Eppure tra il 1932 e il 1933 i morti furono circa 15 milioni. Circa cinque milioni, per instaurare un parallelo, furono gli ebrei vittime dell’Olocausto, che rappresentano meno della metà delle morti perpetrate dal regime nazista. Le vite bruscamente interrotte dall’Holodomor furono dunque più del triplo. La cifra è desunta da una testimonianza storica fornita dall’Ambasciata in occasione dell’anniversario della ricorrenza, il 25 novembre.

Si tratta di una lettera datata 31 maggio 1933 del console italiano Sergio Gradenigo in visita in Ucraina (sotto). Qui si parla, tra l’altro, delle “cosiddette atroci persecuzioni degli ebrei” e di “ebrei grassi e ben nutriti”. Frase spiazzante, ma che dovrebbe far riflettere. Anche la storia è continuamente rivista, riscritta, piegata ai tornaconti politici. In un siffatto quadro desolante va ascritta l’assurda abitudine, di anno in anno, di intavolare speciali, film e dibattiti sul genocidio degli ebrei, dimenticandosi dei 16 milioni di ucraini appena menzionati, dei milioni di meridionali italiani sacrificati per l’Unità d’Italia, degli armeni e, ancora oggi, dei milioni di Cristiani crocifissi a tutte le latitudini.

Kharkov, 31 maggio 1933
La fame e la questione ucraina 
Alla R. AMBASCIATA D’ITALIA
MOSCA 


La fame continua a menar strage cosi imponente fra la popolazione, che resta del tutto inspiegabile come il Mondo rimanga indifferente di fronte a simile catastrofe e come la stampa internazionale, cosi sollecita nell’invocare la riprovazione universale contro la Germania, rea di cosiddette “atroci persecuzioni degli Ebrei”, taccia pudicamente di fronte a questo macello, nel quale proprio gli Ebrei hanno una parte molto larga, anche se non di primo piano.

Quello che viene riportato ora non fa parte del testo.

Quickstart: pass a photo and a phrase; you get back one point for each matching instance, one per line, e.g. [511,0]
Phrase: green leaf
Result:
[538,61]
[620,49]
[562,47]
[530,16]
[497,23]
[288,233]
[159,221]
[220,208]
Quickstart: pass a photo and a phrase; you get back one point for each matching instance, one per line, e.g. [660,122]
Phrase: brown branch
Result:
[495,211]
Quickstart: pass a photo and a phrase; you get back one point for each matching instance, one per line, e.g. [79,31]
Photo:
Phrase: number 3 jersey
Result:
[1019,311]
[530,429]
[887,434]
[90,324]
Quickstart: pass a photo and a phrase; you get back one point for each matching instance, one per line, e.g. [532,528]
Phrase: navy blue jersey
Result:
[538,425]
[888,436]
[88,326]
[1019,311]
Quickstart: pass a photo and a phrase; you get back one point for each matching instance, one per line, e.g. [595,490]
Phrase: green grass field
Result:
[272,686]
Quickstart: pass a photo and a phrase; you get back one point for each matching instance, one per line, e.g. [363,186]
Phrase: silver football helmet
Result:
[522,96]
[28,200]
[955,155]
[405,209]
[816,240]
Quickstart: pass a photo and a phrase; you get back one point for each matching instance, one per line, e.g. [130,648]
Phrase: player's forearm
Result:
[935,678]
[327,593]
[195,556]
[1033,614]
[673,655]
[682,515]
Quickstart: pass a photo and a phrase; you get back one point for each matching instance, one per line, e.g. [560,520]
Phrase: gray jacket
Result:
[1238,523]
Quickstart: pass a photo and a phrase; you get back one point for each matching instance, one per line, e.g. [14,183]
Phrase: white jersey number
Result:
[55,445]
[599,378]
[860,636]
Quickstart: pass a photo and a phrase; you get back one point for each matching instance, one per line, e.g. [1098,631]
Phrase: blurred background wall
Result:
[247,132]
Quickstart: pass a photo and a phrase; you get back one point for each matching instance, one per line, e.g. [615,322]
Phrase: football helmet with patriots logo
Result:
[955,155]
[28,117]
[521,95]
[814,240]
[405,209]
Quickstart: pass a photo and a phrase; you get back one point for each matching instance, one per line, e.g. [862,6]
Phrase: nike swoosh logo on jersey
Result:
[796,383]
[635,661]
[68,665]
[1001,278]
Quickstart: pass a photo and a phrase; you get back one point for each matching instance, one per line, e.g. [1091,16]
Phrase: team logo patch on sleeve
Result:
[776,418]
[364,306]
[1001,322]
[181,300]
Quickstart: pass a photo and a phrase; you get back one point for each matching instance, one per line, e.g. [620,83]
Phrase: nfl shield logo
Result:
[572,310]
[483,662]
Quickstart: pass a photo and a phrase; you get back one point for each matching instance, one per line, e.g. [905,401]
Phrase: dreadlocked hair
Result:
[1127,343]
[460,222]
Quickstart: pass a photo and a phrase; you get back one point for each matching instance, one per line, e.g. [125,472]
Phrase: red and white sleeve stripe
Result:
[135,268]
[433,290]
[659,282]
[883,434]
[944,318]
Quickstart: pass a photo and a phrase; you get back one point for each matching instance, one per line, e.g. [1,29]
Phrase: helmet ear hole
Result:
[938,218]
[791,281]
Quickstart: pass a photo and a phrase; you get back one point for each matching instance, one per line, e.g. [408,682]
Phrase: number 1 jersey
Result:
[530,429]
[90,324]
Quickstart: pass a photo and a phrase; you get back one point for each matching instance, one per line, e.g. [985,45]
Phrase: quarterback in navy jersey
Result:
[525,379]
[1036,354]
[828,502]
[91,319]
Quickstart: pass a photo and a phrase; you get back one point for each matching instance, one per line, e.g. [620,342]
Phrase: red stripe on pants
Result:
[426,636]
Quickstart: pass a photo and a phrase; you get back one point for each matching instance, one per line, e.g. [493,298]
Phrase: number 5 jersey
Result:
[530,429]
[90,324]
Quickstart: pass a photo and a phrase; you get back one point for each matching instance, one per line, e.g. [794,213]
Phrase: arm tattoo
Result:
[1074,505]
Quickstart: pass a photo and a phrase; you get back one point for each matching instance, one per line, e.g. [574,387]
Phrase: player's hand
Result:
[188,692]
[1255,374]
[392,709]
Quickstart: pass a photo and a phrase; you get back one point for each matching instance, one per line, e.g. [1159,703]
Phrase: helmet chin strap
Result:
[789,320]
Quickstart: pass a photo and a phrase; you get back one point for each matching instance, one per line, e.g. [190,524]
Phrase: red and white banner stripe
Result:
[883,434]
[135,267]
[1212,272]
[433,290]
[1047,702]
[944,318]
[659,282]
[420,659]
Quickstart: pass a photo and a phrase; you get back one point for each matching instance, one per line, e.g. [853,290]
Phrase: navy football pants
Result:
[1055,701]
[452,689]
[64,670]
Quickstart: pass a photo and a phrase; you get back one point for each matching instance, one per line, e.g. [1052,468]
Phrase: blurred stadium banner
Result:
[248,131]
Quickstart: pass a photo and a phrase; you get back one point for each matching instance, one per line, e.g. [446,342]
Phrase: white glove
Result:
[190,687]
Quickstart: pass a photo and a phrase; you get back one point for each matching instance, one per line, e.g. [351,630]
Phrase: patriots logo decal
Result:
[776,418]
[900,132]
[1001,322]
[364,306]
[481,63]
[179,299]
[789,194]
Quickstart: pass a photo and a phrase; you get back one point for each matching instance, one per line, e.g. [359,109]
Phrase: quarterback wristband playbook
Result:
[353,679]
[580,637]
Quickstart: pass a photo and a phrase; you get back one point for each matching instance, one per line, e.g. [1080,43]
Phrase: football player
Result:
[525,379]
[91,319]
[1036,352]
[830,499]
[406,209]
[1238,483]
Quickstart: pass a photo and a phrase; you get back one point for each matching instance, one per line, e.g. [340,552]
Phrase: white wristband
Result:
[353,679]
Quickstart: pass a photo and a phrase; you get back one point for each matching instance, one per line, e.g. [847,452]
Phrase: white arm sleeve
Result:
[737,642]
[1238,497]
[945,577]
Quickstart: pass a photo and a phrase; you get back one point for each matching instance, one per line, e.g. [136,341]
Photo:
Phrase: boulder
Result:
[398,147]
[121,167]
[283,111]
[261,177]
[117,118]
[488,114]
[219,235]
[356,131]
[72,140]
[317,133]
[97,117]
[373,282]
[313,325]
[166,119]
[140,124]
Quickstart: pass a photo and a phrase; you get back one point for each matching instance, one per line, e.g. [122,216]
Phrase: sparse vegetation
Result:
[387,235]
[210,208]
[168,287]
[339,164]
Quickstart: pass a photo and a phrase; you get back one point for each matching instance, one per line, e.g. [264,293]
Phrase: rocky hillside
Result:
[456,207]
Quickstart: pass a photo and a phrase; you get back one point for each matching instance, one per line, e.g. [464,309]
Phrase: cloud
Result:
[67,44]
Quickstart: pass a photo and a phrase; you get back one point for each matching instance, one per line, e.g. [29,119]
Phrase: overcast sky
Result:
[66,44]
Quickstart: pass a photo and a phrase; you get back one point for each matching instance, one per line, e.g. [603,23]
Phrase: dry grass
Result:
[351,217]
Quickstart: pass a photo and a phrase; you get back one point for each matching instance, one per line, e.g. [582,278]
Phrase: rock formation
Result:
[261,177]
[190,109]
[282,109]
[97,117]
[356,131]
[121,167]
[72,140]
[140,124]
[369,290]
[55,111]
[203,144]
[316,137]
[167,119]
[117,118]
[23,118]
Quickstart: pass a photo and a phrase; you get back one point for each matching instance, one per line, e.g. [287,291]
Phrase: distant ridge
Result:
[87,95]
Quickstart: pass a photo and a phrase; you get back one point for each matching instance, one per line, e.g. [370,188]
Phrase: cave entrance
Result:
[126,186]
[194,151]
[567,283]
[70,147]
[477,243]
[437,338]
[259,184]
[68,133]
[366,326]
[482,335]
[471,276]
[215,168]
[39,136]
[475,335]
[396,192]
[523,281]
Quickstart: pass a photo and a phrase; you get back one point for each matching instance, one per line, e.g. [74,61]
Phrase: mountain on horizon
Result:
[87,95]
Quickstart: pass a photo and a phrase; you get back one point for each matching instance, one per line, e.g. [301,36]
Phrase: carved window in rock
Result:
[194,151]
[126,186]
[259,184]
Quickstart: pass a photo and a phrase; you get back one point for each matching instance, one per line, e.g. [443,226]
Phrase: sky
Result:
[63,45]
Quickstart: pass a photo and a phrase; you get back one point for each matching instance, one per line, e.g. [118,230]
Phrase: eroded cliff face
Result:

Non vi è dubbio infatti: 1) che questa fame derivi principalmente da una carestia organizzata e voluta “per dare una lezione al contadino”; 2) che non un solo ebreo si trova fra i colpiti da essa e che al contrario essi si trovano tutti grassi e ben nutriti, sotto le fraterne ali della Gepeù. Il “materiale etnografico” va cambiato, ha detto cinicamente un ebreo, pezzo grosso della locale Gepeù. Oggi si può intravvedere la sorte ultima di questo “materiale etnografico”, destinato ad essere sostituito. Per quanto mostruoso ed incredibile possa apparire un simile proponimento, esso deve tuttavia venir considerato come reale ed in piena attuazione.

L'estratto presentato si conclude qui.